# setting up computer (lidl)



## barney magrew (22 Oct 2009)

any body have info on setting up a lidl computer 2005 lost the manual


----------



## Chamfus Flange (22 Oct 2009)

not sure if this is of any help

safemanuals.com/reference-TRONIC/1



.


----------



## barney magrew (22 Oct 2009)

will give it a try thanks for the quick reply


----------



## RSV_Ecosse (22 Oct 2009)

barney, does your Bikemate computer look like this one? :-







If so, it's the same one I use. I have the printed manual here, I can try scanning it and emailing to you if that helps?.

Regards,

Gaz.


----------



## RSV_Ecosse (22 Oct 2009)

**EDIT** Actually, no need to scan it as I found it for download as a .PDF file after checking the support website listed on the back of the manual.

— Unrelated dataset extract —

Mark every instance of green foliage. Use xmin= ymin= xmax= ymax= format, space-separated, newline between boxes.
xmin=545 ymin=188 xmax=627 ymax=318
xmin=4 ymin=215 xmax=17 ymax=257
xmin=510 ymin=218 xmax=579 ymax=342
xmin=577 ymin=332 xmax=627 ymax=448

If it is the same as the one above, the MCP 30084 version, here is the link to download the manual from :-

http://www.mcp-ag.net/download_pdfs/Fahrradcomputer_30084/MCP 30084_Manual.pdf


----------



## fossyant (22 Oct 2009)

Also check the 'sticky' on know how for the Aldi computer - none wireless one


----------



## barney magrew (23 Oct 2009)

thanks for the info i have managed to get it going thanks again


----------